I woke up last Wednesday to a quiet mind. The usual obsessive thoughts about death and dying and the futility of life were gone. For two and a half years my daily life was terribly darkened by unwanted thoughts and fears that haunted my every turn. They are gone. I am grateful.

I have renewed hope that one day, both my mind and body will heal. I will be better than new.

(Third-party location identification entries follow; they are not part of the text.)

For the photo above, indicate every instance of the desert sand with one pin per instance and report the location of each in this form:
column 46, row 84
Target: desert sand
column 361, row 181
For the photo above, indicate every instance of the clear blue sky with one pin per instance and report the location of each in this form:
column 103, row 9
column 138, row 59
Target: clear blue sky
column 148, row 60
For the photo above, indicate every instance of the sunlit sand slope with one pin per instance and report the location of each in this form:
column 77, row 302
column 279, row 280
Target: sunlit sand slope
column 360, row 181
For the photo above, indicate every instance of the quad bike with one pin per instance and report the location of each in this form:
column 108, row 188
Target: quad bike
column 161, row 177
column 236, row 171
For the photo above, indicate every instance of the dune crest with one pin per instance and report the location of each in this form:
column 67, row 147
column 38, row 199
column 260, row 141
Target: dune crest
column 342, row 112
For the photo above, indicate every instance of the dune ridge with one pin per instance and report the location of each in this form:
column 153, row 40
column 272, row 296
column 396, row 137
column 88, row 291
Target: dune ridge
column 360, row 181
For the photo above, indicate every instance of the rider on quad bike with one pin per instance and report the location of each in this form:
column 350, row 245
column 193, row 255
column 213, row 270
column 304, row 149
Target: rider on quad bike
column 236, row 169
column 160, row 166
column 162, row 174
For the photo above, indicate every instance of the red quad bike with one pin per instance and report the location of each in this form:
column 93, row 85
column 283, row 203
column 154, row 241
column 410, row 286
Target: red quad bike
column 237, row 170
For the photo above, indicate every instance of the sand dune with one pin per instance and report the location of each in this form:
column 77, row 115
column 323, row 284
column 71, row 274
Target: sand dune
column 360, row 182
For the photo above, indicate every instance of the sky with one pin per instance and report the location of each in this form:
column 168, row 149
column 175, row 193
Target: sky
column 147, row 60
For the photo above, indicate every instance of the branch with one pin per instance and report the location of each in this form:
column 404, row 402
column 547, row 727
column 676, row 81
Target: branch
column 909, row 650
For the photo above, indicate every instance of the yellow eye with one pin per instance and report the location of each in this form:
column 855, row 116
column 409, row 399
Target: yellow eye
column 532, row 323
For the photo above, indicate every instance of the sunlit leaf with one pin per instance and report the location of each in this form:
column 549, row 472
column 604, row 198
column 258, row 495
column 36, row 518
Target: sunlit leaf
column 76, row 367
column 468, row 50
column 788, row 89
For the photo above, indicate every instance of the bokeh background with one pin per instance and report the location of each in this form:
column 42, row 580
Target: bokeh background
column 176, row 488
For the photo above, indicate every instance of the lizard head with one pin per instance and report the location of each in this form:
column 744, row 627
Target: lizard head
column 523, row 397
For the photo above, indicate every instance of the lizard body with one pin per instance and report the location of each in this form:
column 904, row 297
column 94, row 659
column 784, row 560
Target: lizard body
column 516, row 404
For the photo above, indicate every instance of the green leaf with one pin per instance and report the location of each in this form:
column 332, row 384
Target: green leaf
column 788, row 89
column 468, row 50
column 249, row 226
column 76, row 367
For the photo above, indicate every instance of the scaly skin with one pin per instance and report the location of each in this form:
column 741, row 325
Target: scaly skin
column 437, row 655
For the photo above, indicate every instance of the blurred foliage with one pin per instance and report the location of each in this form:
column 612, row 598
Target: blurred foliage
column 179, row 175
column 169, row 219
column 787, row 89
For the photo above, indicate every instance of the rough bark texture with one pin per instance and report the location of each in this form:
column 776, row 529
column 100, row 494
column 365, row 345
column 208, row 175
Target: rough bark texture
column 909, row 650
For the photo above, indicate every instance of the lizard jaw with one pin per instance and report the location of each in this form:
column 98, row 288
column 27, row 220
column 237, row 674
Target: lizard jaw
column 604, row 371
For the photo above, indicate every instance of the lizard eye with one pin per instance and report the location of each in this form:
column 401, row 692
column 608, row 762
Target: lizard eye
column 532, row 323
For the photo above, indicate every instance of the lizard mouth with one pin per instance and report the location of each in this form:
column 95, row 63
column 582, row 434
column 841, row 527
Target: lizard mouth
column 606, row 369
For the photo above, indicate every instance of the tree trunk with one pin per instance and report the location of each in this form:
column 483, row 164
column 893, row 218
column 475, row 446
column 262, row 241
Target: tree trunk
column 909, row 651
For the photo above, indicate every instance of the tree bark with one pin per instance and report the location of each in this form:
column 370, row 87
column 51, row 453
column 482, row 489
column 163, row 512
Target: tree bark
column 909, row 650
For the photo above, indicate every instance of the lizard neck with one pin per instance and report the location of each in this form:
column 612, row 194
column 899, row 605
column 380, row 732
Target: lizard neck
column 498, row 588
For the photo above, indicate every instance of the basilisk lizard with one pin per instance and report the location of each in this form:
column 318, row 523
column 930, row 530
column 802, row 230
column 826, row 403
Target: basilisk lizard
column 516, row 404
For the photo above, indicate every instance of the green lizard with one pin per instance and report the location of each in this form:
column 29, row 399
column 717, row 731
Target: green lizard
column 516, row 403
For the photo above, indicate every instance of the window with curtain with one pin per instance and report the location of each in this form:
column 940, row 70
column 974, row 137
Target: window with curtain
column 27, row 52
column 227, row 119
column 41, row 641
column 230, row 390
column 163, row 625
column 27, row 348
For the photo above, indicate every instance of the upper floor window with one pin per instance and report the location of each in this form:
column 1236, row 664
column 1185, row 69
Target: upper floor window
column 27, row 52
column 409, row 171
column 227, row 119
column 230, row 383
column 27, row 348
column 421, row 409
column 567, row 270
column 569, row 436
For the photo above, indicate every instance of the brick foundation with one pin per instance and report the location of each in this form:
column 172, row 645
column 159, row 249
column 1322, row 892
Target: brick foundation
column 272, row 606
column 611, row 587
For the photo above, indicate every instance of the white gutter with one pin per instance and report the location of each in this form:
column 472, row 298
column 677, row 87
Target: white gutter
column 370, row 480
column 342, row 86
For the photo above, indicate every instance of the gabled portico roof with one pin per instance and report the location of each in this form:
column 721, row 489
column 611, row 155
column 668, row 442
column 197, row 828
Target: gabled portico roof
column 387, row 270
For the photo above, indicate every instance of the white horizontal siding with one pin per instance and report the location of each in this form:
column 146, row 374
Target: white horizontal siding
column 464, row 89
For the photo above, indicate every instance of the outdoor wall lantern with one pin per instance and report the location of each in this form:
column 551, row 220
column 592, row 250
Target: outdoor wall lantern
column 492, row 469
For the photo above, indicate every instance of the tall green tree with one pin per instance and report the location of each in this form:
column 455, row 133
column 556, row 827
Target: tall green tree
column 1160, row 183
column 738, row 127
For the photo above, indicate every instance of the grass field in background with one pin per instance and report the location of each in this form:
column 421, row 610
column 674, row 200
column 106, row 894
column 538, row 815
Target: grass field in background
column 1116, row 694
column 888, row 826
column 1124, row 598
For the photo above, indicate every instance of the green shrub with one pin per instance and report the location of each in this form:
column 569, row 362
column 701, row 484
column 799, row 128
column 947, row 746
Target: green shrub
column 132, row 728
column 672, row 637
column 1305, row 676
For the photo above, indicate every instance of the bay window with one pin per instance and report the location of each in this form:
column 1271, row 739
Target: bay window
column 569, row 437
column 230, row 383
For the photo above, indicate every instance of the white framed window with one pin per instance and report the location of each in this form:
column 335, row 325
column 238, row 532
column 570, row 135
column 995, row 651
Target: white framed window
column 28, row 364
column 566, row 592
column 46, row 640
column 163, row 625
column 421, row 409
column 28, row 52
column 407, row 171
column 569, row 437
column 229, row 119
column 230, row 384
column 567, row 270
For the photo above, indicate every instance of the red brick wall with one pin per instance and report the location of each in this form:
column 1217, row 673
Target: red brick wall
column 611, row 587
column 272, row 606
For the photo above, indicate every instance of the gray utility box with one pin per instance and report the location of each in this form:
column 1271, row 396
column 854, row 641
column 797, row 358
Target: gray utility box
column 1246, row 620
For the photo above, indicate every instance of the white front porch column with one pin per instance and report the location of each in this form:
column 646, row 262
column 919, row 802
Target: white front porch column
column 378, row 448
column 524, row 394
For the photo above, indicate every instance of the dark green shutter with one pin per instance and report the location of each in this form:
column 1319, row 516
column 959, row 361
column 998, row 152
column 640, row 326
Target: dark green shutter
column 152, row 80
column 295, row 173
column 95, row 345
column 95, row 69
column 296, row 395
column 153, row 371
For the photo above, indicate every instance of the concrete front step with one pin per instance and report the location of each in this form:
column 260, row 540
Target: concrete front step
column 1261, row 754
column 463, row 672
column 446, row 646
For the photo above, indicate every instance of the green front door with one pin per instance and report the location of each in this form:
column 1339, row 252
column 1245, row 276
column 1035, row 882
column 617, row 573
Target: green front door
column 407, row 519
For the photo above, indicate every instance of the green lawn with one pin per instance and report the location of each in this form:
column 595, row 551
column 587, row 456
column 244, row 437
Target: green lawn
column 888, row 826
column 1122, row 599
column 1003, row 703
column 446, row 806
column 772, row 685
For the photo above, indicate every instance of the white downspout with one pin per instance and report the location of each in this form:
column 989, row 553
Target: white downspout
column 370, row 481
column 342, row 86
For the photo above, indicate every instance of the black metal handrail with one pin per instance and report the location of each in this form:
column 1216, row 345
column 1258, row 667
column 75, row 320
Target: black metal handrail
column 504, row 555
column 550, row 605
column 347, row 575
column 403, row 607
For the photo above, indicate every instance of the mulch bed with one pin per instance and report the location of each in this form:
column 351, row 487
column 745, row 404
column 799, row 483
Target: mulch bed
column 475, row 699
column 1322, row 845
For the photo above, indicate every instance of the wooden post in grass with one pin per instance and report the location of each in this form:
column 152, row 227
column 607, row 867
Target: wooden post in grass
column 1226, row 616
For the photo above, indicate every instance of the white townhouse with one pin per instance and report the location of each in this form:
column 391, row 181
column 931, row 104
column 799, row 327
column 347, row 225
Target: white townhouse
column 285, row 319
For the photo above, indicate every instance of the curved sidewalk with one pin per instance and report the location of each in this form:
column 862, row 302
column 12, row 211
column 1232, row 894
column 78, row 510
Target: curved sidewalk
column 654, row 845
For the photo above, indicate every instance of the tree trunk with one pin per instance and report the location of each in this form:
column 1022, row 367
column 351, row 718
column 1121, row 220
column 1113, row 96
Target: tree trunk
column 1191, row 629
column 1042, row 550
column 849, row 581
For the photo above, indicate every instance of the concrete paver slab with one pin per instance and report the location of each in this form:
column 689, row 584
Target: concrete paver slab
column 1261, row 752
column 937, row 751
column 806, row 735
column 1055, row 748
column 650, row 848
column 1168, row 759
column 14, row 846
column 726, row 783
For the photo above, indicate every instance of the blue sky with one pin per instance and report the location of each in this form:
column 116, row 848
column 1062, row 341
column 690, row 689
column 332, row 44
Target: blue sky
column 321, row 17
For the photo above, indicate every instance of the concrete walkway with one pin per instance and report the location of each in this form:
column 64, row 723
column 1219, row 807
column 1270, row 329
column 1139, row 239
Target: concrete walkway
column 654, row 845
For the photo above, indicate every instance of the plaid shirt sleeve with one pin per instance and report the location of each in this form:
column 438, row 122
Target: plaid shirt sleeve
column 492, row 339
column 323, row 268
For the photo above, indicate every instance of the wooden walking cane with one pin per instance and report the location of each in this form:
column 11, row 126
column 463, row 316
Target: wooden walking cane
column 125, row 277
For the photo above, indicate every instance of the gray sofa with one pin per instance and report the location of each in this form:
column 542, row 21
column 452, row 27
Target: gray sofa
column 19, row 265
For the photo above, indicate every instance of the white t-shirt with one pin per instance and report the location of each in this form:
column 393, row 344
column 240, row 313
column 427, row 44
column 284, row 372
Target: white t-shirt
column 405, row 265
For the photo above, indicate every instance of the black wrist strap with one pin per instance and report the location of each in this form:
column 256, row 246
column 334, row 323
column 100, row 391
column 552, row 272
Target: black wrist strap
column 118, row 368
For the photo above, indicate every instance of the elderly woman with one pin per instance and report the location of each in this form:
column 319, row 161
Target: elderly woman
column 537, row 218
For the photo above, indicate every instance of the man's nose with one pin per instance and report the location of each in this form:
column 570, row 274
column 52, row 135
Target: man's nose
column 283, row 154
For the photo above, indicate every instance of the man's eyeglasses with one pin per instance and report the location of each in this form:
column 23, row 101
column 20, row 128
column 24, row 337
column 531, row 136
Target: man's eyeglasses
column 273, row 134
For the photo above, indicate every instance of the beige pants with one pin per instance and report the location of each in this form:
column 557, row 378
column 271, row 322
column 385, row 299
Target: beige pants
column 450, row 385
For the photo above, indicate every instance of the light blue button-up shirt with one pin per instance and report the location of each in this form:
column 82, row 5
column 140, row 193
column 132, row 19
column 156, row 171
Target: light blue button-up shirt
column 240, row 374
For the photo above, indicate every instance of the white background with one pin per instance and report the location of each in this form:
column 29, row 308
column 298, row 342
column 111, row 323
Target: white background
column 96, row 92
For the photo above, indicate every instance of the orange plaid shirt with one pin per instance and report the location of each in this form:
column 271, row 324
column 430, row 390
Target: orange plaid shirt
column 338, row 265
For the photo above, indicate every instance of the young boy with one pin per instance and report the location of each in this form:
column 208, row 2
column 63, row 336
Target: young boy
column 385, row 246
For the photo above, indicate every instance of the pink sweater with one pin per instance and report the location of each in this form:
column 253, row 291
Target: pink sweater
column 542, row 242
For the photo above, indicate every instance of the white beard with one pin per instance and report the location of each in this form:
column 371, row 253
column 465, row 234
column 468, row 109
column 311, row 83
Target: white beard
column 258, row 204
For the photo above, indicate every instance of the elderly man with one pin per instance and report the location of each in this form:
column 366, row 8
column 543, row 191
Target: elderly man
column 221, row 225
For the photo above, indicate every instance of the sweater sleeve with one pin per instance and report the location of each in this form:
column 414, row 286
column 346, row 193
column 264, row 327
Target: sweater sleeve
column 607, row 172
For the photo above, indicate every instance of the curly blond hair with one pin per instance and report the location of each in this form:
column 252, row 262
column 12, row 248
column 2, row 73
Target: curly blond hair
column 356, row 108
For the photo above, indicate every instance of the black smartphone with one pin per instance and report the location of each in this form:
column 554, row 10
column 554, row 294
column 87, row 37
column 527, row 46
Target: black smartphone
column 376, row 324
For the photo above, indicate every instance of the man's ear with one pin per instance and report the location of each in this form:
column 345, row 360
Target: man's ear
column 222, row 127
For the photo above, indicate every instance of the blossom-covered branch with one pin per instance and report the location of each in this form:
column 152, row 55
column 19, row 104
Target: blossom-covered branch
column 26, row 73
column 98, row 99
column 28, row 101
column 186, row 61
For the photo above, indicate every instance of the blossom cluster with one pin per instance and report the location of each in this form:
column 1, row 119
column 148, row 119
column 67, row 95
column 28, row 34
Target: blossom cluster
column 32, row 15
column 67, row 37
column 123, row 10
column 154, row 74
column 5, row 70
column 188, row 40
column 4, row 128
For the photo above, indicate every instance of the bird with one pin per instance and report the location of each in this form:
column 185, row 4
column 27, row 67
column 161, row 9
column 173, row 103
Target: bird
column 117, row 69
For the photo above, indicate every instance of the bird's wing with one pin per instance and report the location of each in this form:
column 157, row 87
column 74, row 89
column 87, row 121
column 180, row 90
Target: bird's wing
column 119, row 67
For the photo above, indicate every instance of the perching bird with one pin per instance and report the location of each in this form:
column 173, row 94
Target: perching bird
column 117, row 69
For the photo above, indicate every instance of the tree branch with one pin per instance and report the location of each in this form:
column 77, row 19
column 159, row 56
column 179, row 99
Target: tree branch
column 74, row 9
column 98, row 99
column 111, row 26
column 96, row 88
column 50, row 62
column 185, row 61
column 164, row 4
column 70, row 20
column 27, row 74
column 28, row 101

I don’t wish this withdrawal journey on anyone, but now I am grateful I experienced it. I am a much better person than who I was before I was put on a benzo. I have grown oh so very much. Now with my mind quiet, I can focus on the areas of my life that I was unable to attend to while I was sick in withdrawal: I can begin my career again. I can earn a living. I can fall in love. I can be a good friend. I can be a good mother and daughter to my family. I can now be of service to others.

My body is still healing, and that is ok. I trust it knows when the tingling, burning, bone, nerve and muscle pain should stop. My mind might get cloudy again too, for a while. But if it does, I will know its “just withdrawal” and go about my business.

Many of you know I joined AA right before I started my taper. I believe that working the steps is what helped me hold on in withdrawal. And now, it is time in my life for what we in the recovery fellowship call the 9th Step Promises:

 If we are painstaking about this phase of our development, we will be amazed before we are half way through.We are going to know a new freedom and a new happiness.We will not regret the past nor wish to shut the door on it.

We will comprehend the word serenity and we will know peace.

No matter how far down the scale we have gone, we will see how our experience can benefit others.

That feeling of uselessness and self pity will disappear.

We will lose interest in selfish things and gain interest in our fellows.

Self-seeking will slip away.

Our whole attitude and outlook upon life will change.

Fear of people and of economic insecurity will leave us.

We will intuitively know how to handle situations which used to baffle us.

We will suddenly realize that God is doing for us what we could not do for ourselves.

    Are these extravagant promises? We think not. They are being fulfilled among us—sometimes quickly, sometimes slowly. They will always materialize if we work for them.

Now that I have a quiet mind, free from the incessant noise of intrusive and obsessional thoughts caused by withdrawal, I can begin to manifest those promises.

The quiet is utterly amazing. Thank you God!

Fox News Covers Benzo Withdrawal

Popping Xanax is more harmful than you think, writes Fox News. It’s an article that first appeared in Self.

I wrote to Fox today, asking them to please consider a follow up story about life post benzos, as the healing can take so long and we often lose so much.

You can write to them and encourage them to cover the story more in depth.

foxnewstips@foxnews.com is the email to use. You may want to mention this blog and the petition.

BTW The flu really set me back in withdrawal. I am struggling, sorry to say. It is hard to believe that 2.5 years out, I can still be burning, tingling, and having severe pain, along with crushing fatigue. 

It’s a long road back to health for some of us. And frankly, I am weary of the journey. I am so ready to put this chapter in my life behind me. I know each and every one of you are as well.

Keep fighting. I will too.  I love you all so very much.